1) Can you tell us a little bit about you, Michelle?

I am a Brazilian researcher and amphibian conservationist. Since 2010, I am an active member of the Admirabilis Project, which aims to study and protect the Admirable Red-Belly Toad (ARBT, Melanophryniscus admirabilis). This is one of the most successful amphibian conservation programmes in Brazil. Because of my work on this project, I was invited to join ASA partner Instituto Curicaca, where I am a Project Coordinator at the Amphibian and Reptile Conservation Centre. Currently, I am finishing my PhD on the species at the Federal University of Rio Grande do Sul. From August 2020 on, I will start working at the National Centre for Conservation and Research on Reptiles and Amphibians (RAN) of the Chico Mendes Institute for Biodiversity Conservation (ICMBio), the governmental institution responsible for the conservation of threatened species in Brazil. I will be responsible for planning, organizing and reviewing the Brazilian Herpetofauna Conservation Action Plans.

2) What projects have you been involved in to promote amphibian conservation?

Undoubtedly, the Admirabilis Project is the most important amphibian conservation project I have been involved. The ARBT is a microendemic toad from the southern Brazilian Atlantic Forest. In 2010, we started this project motivated by concerns about a plan to construct a small hydroelectric power plant just 500 meters upstream of the species’ breeding site. Because of our work, the ARBT was evaluated as Critically Endangered at regional, national and global levels. Fortunately, through a multi-institutional effort, we managed to revert the government authorization to build the plant, and the given license was cancelled. It was the first time in Brazilian history that an amphibian prevented the construction of a big enterprise. This project also aims to create a protected area in the locality and to minimize threats such as deforestation and pesticide use in the region. To achieve that, we at Instituto Curicaca got a grant from the Amphibian Survival Alliance to rescue the production of the native Yerba-Mate in agroforestry systems as an alternative to the monoculture of tobacco and soybean. I believe this change in local production will benefit both local people and the entire population of the Toad.
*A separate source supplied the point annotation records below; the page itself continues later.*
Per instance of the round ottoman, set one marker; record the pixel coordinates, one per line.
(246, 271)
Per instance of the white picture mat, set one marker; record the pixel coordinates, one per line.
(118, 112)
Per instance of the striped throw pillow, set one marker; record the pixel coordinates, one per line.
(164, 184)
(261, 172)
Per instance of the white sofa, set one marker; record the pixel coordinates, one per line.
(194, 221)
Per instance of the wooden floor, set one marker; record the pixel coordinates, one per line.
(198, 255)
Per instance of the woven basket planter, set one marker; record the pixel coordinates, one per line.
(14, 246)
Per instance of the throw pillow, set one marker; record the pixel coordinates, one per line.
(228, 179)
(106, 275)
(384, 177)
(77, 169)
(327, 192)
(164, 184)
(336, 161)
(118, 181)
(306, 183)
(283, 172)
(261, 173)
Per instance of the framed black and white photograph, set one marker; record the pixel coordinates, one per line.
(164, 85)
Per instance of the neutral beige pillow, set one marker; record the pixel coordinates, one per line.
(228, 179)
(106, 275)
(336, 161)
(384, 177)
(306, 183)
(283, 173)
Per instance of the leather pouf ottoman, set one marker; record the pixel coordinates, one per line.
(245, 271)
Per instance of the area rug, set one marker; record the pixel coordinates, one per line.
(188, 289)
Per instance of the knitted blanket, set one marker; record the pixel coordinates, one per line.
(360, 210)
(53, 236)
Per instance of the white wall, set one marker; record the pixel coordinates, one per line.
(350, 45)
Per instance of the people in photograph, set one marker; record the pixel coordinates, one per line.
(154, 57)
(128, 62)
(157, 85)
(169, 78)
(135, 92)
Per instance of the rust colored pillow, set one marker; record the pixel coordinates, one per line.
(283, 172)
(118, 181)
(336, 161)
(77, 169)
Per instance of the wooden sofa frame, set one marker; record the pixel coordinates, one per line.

3) What is your favourite amphibian species and why?

It’s hard to say, because there are so many amphibian species in the world, and all of them are fascinating! But, yes, I have a favourite species, and not oddly enough, it is the ARBT! Besides being beautiful and exclusive from a single place in the world, I think it is my favourite species because it still amazes me with its incredible behaviours and evolutionary life history, even though I have been working with it for so many years. Moreover, the species has already provided me many incredible and memorable moments. I have met most of my best friends during these field trips!

4) Has been recognized as a Future Leader of Amphibian Conservation by ASA made a difference in your career so far?

Absolutely! I think that, most of the time, the recognition for biodiversity conservation work does not come through scientific publications. Being awarded as a Future Leader by the Amphibian Survival Alliance, besides helping to make conservation grants possible, has also been an important motivator for me to continue developing my work in conservation. It was a great incentive for me not to give up! Also, I am sure that this recognition was important for my curriculum and helped me to get this fellowship to work at the ICMBio.